Wednesday, December 30, 2009

Claude Monet ~ Waterlilies and Mark Rothko

Yesterday, Voice from the Couch couldn't put down the Monet and Modernism book. He had already read up on Andy Warhol and then found Mark Rothko in an earlier section. Voice had this to say... "Well of course, Rothko would be connected to Monet. This is great." Some time later, Voice let me have the book back and I was able to continue my reading on Rothko and some of his thoughts on Monet.
The reactions [of the viewers]...say unanimously my work has the power to convery anew way of looking. This message becomes visible through a new structural language they have never experienced before. In my pictures you find an unspoiled, conscious, elemental humanity. Even the pictures of Monet have something of this, which is why I prefer Monet to Cezanne... Despite the general view that Cezanne created a new way of looking at things and was the father of modern painting, I prefer Monet. Monet was the greater artist of the two. I don't agree with the current public opinion about the colorists and their art... because color in itself is among the sensory components of art.
This quote is from a conversation between Rothko and Alfred Jensen on June 17, 1953.

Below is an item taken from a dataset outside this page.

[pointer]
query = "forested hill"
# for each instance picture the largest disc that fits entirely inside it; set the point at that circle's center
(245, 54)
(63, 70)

The two paintings above show Claude Monet's Water Lily painting from 1916 and on the right Mark Rothko's untitled, 1952 in similar yellow greens and lavenders. Rothko has taken the horizontal Monet with its visual field of waterlilies and made it vertical. Rothko carries the abstraction one more step. Take a look at the Rothko piece and you can that see his technique of taking spaces filled with color and then have them hover is very similar to the inner spaces of surface found in Monet's waterlily paintings.

And of course there is also the series aspect of Rothko's work. Much like Warhol (see yesterday's posting), Rothko is indebted to Monet for pioneering the concept of repetition, the creation of a series. A prime example of that would be his Seagram murals (see below). Originally designed for the Four Seasons the original plan was for seven – that is all the rooms the restaurant could handle. How many did Rothko produce? Not just the nine that ultimately became part of the Tate collection but 21 others for a total of 30. To see all of the Tate murals click here. There's also a curator's video at that site as well as gallery notes. The image below is of three of the murals. Voice from the Couch is making plans to see these sometime this year! Until then he plans to make frequent visits to the Portland Art Museum's Monet - Waterlilies.